Newsprint falls under a category of paper called uncoated groundwood paper, or UGW. Most American newspapers, from the very large to the very small, use this kind of newsprint, which is supplied by mills in Canada. It has been that way for a long time.
Last August, a New York-based hedge fund bought a small paper mill in Washington state. That hedge fund, One Rock Capital Partners, turned around and petitioned the Commerce Department to deploy federal trade and tariff laws to make newsprint as much as 32% more expensive per metric ton.
Canadian producers have already raised their prices to American newspapers. Even if we got no newsprint from Canada, American mills could not make up the shortfall because many have either closed or now produce paper other than newsprint.
Paper and ink are two of a newspaper’s biggest expenses after payroll, and these tariffs spell doom for many publishers who were already struggling.
At first glance, readers may not see this as a problem. “I’ll just read the news online,” they may think.

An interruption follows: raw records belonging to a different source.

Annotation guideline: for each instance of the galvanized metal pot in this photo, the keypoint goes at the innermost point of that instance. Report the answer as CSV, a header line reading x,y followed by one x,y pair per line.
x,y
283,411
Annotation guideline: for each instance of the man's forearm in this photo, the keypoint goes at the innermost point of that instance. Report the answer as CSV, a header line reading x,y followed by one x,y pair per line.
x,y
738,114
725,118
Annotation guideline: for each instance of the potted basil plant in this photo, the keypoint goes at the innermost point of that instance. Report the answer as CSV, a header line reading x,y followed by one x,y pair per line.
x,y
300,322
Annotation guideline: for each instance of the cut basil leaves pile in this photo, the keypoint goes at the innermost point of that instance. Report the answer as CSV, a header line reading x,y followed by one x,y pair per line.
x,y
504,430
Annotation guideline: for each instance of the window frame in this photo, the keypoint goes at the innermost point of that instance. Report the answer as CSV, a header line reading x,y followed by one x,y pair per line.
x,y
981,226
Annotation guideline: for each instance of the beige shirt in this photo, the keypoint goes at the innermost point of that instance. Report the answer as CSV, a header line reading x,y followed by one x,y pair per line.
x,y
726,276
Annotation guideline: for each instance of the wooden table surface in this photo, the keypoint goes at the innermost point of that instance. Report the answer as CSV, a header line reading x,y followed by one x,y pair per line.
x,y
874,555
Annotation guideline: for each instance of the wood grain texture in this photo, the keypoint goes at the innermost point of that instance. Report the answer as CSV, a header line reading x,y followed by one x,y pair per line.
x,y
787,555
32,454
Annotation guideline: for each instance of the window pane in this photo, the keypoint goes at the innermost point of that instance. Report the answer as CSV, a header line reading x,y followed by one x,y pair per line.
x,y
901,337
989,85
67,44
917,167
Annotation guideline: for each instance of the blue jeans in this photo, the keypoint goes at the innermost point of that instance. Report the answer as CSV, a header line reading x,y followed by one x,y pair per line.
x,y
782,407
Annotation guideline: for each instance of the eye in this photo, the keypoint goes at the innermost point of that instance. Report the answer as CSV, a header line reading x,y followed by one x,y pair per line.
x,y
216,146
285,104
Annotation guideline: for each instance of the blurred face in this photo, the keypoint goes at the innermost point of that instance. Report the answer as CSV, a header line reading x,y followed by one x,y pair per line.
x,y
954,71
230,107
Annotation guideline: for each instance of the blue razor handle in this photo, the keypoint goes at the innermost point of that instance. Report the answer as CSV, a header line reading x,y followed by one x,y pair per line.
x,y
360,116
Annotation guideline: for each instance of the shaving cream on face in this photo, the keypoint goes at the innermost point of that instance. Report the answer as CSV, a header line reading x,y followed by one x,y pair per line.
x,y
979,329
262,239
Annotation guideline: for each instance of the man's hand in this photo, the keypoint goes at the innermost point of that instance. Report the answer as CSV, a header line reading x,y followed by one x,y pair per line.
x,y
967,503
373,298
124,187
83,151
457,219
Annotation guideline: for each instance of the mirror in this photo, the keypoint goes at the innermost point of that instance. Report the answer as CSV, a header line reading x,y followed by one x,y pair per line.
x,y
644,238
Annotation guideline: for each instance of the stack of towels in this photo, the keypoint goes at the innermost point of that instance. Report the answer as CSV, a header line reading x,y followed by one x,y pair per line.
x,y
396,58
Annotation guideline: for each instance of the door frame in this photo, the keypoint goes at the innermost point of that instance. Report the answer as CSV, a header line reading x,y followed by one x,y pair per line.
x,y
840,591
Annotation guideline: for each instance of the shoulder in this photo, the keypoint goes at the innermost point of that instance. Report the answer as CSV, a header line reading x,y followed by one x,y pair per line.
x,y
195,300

What they don’t know is that despite all the dire predictions for the newspaper industry, printed papers support their digital versions. If printed papers disappear … the online versions will quickly follow unless a viable digital subscription model is in place.
If higher tariffs remain, it will be a Pyrrhic victory for One Rock Capital and the U.S. Commerce Department. The wreckage will be tens of thousands of media jobs lost to the wind while communities lose their local newspapers and websites.